At the same time, the normative basis of the kinship land institution also contains a number of vitally important provisions essential for preservation. These have been verified by practice and are ready for realization. They include mechanisms to settle land; mechanisms to protect the economic interests of indigenous peoples in situations of mineral deposit extraction; the establishment of strict sanctions for non-traditional and unlawful use of lineage-based kinship lands by third parties, etc. The federal TTNU legislation currently in force, unfortunately, does not formulate clearly enough the above provisions and does not determine the mechanisms of their realization. while the available provisions are frequently proclaimed in declarative form but do not find its use in practice.
However, taking into account the possibility of adding amendments to the federal law on TTNUs, it seems that the institution of TTNU can be used to defend on a greater scale the rights of indigenous peoples to guaranteed traditional economic activities, reindeer breeding development, to authorize the state to supervise the preservation of the legal status of the said lands and to regulate their use, and, by and large, to preserve the traditional lifestyle of indigenous peoples.
The elaboration of a new federal law on TTNU is now also underway. In its first versions, it does not contain principles of division of the given territories into territories of federal, regional, and local significance, or zoning principles, and it restricts the possibilities of regional authorities to participate in the establishment of and supervision of TTNUs. The prospects for the adoption of this new version of the law are unclear though the tendency itself is important.
In conclusion, I would like to point out that the process of TTNU formation in the Khanty-Mansi Autonomous Okrug is already underway. The first steps have been made in this direction. The experience gained and the mechanisms, founded on the normative basis about kinship lands, to protect indigenous rights have been conducive to fulfilling this task.
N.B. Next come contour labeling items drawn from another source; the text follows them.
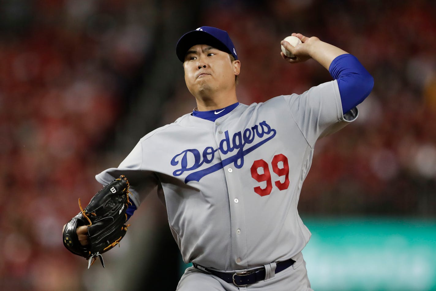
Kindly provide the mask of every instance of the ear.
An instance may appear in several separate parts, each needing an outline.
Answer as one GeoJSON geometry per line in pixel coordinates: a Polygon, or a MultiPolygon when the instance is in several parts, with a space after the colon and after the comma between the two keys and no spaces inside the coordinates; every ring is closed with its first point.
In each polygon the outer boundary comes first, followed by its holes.
{"type": "Polygon", "coordinates": [[[233,66],[233,72],[235,72],[235,75],[238,76],[241,71],[241,62],[238,59],[233,61],[232,64],[233,66]]]}

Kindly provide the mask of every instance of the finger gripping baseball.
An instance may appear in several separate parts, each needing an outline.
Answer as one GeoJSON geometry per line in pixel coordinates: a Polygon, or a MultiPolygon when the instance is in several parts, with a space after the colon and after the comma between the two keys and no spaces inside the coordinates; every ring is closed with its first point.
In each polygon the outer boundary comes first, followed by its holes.
{"type": "Polygon", "coordinates": [[[73,253],[89,260],[88,267],[97,257],[104,267],[101,254],[119,245],[130,225],[125,224],[126,212],[129,204],[129,184],[123,175],[115,179],[97,192],[88,206],[72,218],[64,231],[64,245],[73,253]],[[88,226],[89,243],[82,246],[76,232],[77,228],[88,226]]]}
It should be noted in this connection that while determining model territories and project proposals about TTNUs, the distinctive features, predefined land use conditions and traditional economic activities of indigenous peoples in such regions as KMAO must be taken into account. The search for appropriate forms of land use by indigenous peoples pursuing traditional activities and users of mineral deposits and other natural resources is the key problem of today. Considering the representativeness of the problems facing the KMAO, as well as the degree of its interest in their solution, and on condition of appropriate support being rendered, KMAO should be taken as a model territory for the introduction of TTNUs.